Al final llegué a la altura del sendero desde donde se divisa la hondonada de árboles entre los cuales se levanta la casa. Como solía hacer en otros tiempos, me detuve a admirar el paisaje. Corría una brisa fresca y los árboles de la hondonada se balanceaban suavemente. De pronto me hice la pregunta de si habrían restaurado la casa, pero, a aquella distancia, me era imposible averiguarlo.
Pasado un rato me senté entre los hierbajos que crecían al borde del sendero y seguí mirando la casa de Mori-san. Saqué las naranjas que llevaba en la bolsa, compradas en un puesto cerca de la estación, y, una a una, empecé a comérmelas. En esos momentos, mientras las saboreaba mirando la casa, empezó a invadirme ese sentimiento profundo de triunfo y satisfacción, sentimiento difícil de expresar, muy diferente del entusiasmo que uno siente con los pequeños logros y, como he dicho, muy diferente también de lo que sentí en el Migi-Hidari después de recibir el premio. En esos momentos, experimentaba esa profunda felicidad que proporcionaba saber que el trabajo realizado, los momentos de duda y, en fin, todos los esfuerzos que uno ha hecho en la vida han valido la pena; que el resultado es realmente valioso y único. Aquel día no me acerqué a la casa. Me quedé allí sentado, profundamente satisfecho, alrededor de una hora, comiéndome las naranjas.

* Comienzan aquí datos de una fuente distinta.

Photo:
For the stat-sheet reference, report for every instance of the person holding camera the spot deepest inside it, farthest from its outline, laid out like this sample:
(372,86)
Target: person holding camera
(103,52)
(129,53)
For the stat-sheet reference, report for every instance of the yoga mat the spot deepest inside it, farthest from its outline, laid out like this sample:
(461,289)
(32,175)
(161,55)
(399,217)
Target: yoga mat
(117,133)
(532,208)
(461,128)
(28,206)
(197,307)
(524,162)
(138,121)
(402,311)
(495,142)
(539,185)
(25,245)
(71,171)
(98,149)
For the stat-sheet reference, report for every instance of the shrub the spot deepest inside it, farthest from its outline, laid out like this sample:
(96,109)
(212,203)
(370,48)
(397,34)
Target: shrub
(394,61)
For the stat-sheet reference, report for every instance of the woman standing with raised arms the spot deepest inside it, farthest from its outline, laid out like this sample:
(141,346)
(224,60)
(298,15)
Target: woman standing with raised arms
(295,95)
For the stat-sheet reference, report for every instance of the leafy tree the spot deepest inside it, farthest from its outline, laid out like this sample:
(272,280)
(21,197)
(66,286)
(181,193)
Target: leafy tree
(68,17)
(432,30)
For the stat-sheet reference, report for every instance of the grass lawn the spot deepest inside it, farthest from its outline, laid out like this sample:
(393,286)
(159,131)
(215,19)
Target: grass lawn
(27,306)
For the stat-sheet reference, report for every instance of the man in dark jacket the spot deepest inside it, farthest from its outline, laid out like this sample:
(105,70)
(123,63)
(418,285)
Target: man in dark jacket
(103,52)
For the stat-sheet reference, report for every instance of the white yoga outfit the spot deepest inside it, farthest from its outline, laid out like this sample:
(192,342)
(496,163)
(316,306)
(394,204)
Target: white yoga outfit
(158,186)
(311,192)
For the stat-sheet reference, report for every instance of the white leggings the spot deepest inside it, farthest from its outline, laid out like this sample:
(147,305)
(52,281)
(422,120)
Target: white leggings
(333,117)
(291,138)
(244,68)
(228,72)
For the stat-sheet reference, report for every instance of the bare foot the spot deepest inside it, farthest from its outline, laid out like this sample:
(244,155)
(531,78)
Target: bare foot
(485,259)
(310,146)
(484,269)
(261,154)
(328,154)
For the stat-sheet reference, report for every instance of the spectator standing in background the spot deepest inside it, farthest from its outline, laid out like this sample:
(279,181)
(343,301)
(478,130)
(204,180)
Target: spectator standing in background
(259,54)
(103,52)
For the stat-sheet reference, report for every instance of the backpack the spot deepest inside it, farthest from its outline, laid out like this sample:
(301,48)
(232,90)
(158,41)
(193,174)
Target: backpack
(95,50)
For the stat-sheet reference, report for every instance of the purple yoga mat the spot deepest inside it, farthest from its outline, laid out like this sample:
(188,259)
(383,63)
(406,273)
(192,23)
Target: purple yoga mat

No creo que haya mucha gente que sepa lo que es ese sentimiento. Por lejos que llegue gente competente e inofensiva como el Tortuga o Shintaro, nunca conocerá la felicidad que experimenté yo aquel día. Gente como ellos ignora lo que es luchar contra la mediocridad arriesgándolo todo.
El caso de Matsuda, en cambio, es diferente. Aunque discutíamos muy a menudo, enfocábamos la vida desde el mismo ángulo, y estoy seguro de que también él habría rememorado momentos parecidos al que he descrito. Estoy seguro de que la última vez que hablamos, cuando me dijo con una gran sonrisa: «Nosotros al menos creíamos en lo que hacíamos, y poníamos todo nuestro empeño en ello», se planteaba lo mismo que yo. Naturalmente, puede ocurrir que, con el paso de los años, ya no valoremos nuestros actos del mismo modo, pero, aun así, siempre es un consuelo saber que en la vida hemos tenido uno o dos momentos de satisfacción como el que sentí aquel día en lo alto del sendero.
Ayer por la mañana, después de quedarme un rato en el Puente de las Vacilaciones pensando en Matsuda, seguí mi paseo hasta el barrio que en otros tiempos acogiera nuestra vida nocturna. Es una zona que casi resulta irreconocible por la cantidad de edificios nuevos que han construido. La callejuela que antes cruzaba el barrio, siempre abarrotada de gente bajo las banderolas de los distintos establecimientos, es ahora una carretera bastante ancha por donde sólo pasan camiones, y en el sitio donde estaba el bar de la señora Kawakami han levantado un bloque de oficinas de cuatro pisos con la fachada de cristal. Todos los edificios de la zona son más o menos de ese tipo y, durante el día, oficinistas, repartidores y mensajeros entran y salen constantemente. Para encontrar algún bar hay que ir hasta Furukawa. De antes apenas queda algún pedazo de cerca o algún árbol que sólo constituyen una nota discordante, ajena al resto del lugar.